More Fun Facts I Learned While Traversing The World (Part 2)

Proof that I really am a unicorn as, let's be honest, only unicorns have rainbows emanating from their asses. (Truth number 1: It is really hard to get proof of unicornness. It can really only be done in Iguazu Falls, Brazil).
Proof that I really am a unicorn, as, let’s be honest, only unicorns have rainbows emanating from their asses. (Truth number 1: It is really hard to get proof of unicornness. It can really only be done in Iguazu Falls, Brazil).

More Truths From Around The World, courtesy of yours truly. The Unicorn of Truth Tellers. Heh.

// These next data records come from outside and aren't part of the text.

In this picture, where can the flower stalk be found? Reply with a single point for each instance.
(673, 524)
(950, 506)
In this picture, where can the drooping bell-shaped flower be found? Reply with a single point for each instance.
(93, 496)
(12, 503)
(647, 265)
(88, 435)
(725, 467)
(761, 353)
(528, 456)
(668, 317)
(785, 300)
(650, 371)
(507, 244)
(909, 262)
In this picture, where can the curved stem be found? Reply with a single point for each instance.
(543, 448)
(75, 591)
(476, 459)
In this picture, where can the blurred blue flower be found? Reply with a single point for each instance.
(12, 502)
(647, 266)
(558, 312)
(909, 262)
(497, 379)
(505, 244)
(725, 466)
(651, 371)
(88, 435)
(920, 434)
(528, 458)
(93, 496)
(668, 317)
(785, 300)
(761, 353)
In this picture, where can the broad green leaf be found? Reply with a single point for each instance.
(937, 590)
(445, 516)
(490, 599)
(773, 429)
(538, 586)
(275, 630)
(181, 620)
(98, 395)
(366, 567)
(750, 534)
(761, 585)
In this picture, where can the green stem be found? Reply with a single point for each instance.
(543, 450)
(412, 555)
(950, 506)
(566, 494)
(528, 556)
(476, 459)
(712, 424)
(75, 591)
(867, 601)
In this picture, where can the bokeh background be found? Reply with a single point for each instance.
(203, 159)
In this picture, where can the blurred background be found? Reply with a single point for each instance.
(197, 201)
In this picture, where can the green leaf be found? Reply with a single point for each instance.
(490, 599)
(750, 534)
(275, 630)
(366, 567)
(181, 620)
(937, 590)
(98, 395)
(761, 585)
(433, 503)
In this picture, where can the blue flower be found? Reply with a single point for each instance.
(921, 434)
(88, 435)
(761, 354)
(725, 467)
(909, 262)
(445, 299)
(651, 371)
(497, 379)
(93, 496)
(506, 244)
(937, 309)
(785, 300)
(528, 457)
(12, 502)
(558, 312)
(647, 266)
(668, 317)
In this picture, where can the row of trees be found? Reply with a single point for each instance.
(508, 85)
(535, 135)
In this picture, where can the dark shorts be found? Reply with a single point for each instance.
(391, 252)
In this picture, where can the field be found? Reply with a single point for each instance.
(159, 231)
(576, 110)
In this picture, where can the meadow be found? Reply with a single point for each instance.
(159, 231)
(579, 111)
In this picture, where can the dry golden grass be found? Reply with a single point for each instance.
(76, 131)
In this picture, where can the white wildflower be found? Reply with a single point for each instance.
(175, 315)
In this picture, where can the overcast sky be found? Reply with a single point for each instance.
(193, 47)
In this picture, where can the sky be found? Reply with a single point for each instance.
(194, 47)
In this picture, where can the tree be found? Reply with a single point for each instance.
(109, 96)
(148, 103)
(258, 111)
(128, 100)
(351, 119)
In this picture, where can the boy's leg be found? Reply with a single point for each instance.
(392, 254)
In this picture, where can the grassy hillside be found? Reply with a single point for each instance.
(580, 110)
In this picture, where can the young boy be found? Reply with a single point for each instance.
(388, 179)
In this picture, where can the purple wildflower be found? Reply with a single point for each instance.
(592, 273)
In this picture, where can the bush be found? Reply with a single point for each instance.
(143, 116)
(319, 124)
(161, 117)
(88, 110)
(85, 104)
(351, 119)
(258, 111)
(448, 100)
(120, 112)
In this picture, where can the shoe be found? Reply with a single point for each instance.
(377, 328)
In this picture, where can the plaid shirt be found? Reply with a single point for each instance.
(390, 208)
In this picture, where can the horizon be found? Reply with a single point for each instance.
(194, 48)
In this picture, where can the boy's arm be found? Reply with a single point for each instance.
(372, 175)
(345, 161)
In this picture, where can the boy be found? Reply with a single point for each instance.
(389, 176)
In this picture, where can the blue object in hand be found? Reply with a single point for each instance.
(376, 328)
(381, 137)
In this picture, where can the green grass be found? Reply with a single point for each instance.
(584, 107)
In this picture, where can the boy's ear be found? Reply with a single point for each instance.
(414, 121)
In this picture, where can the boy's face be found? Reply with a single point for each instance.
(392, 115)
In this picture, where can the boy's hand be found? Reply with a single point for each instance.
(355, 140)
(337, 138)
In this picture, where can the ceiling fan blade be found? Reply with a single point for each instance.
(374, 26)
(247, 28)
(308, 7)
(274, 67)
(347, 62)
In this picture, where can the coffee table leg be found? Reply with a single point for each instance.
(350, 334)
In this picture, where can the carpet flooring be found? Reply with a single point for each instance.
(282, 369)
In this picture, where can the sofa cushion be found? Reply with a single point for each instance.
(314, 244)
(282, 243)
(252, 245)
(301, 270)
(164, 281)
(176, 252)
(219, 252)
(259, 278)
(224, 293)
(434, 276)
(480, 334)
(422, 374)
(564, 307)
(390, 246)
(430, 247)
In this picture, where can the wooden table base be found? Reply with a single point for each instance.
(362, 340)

  • In Mali, a muslim country, a woman can bathe by the side of the road in the river topless, but will NEVER show her legs above the ankle. It’s just not done.
  • Communists have a seriously underdeveloped sense of humor. At least in public.
  • For women: If you are looking for a hunky, manly man the place to go is BIAP (Baghdad International Airport), which is full of horny, female-starved Western contractors in the best physical condition of their life. And they will buy coffee.
  • Do NOT go to Africa if you are an albino. You will be sacrificed and possibly eaten.
  • The only times I’ve ever had food poisoning in a third world country was when I ate at five star hotels. Street meat = A ok in my book.
  • Be Careful of the chili in Cincinnati, Ohio. Your stomach may not be able to handle it.
  • What happens when you out-karaoke a North Korean?  I did it once – not pretty! It’s best not to do it Especially if you are in North Korea.
  • Communist regimes – or any dictatorial regime feeling threatened – do not like Facebook or Twitter. So much so, it is almost impossible to log in to those, or any other widely used social site, while in the confines of their borders. Just in case, you know, someone wants to start a revolution.
  • The Mandarin word for “shoe” is the same for “vagina” – so be careful when you say you want to go shoe shopping.
  •  In India, if two dudes are walking down the street holding hands, it means they’re friends NOT lovers.
  • In Japan, women let men get in the elevator first. I KNOW! SO ANNOYING!
  • Despite immense dental care advances throughout the world, the English still have really bad teeth, hence the “British Book Of Smiles”.
  • In England, a “fag” is a cigarette, not a nasty term for a homosexual.
  • Despite any and all stereotypes, most people in every country I have ever been to are really, really lovely. If just give them the chance.
  • NEVER shake hands with your left hand, pretty much anywhere. Especially in India. If someone offers to shake your hand with their left, they are insulting you.

What are some truths you’ve learned? I’d love to add them to my list… and put them in a large soon to be downloadable Book Of Truths (with illustrations!)